Wednesday, December 5, 2012, 05:01 PM
Starting With Mozilla Thunderbird 10 and newer (and up to at least Thunderbird 17), SSL/TLS protocol failures are no longer user discoverable.In Mozilla Thunderbird 9 and earlier, if the SSL/TLS protocol handshake with a server resulted in a fatal failure, an error prompt was shown that notified the user about the failure. With Thunderbird 10 and newer, no feedback will be shown, and the user cannot know whether the failure is on the client side or on the failure side, and what exactly causes the problem. With Thunderbird 17, you can at least find the error message hidden in the "error console" that can be opened from the menu (hidden between all the other frequent messages that are dumped to that place).
One example scenario where you'd run into this silent failing is a typical enterprise configuration, where the server requires the client to authenticate with a client certificate. If the client certificate is not accepted by the server, or no such cert hat been installed yet, then Thunderbird will fail silently. (There are additional SSL/TLS protocol failure scenarios where you'll get the same silent failing.)
The reason for this regression is that error reporting was removed, instead of working on a smarter solution for Bug 682329 . All proposals that would have kept the error reporting in Thunderbird working and that could have been implemented by me with a reasonable amount of work were rejected.
In case you'd like to test the regression yourself, you can follow the steps below.
Use Thunderbird to configure an additional email account.

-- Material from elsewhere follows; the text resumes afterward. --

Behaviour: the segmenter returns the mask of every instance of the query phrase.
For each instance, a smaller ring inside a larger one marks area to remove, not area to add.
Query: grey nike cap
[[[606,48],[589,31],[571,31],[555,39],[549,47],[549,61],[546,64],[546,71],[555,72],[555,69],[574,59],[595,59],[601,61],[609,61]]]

When asked by Thunderbird 17 choose existing account.
- Username: test
- email: test@ssltls.de
- password: test (it's wrong, but it doesn't matter)
- check "remember password"
- click continue
- click "manual config"
- Select IMAP
- hostname ssltls.de (NO leading dot as proposed, in other words, NOT .ssltls.de)
- port 993
- SSL/TLS
- auth: normal password
SMTP configuration doesn't matter, you won't be able to send email through this configuration, but in order to allow you to complete the configuration:
- SMTP
- hostname: ssltls.de
- port 465
- SSL/TLS
- auth: normal password
click ok
With thunderbird 17, the test fails, click "advanced config", and in the next dialog click ok.
You'll now see the standard Thunderbird window, and you should have the test account configured. Click on the inbox. Your statusbar (lower part of the window) might show "connected to ssltls" but that's all you'll ever get with Thunderbird 10 and newer, even if you click the "get mail" toolbar button. You might eventually, much later, see a "connection timed out" notification popup, but that's incorrect, and it's not helpful in diagnosing the cause of the problem.
If you do the above with Thunderbird 9 and earlier, you'll get
"An error occurred during a connection to ssltls.de, SSL peer was unable to negotiate an acceptable set of security parameters. ssl_error_handshake_failure_alert"
With Thunderbird 17, this message can be found in the error console.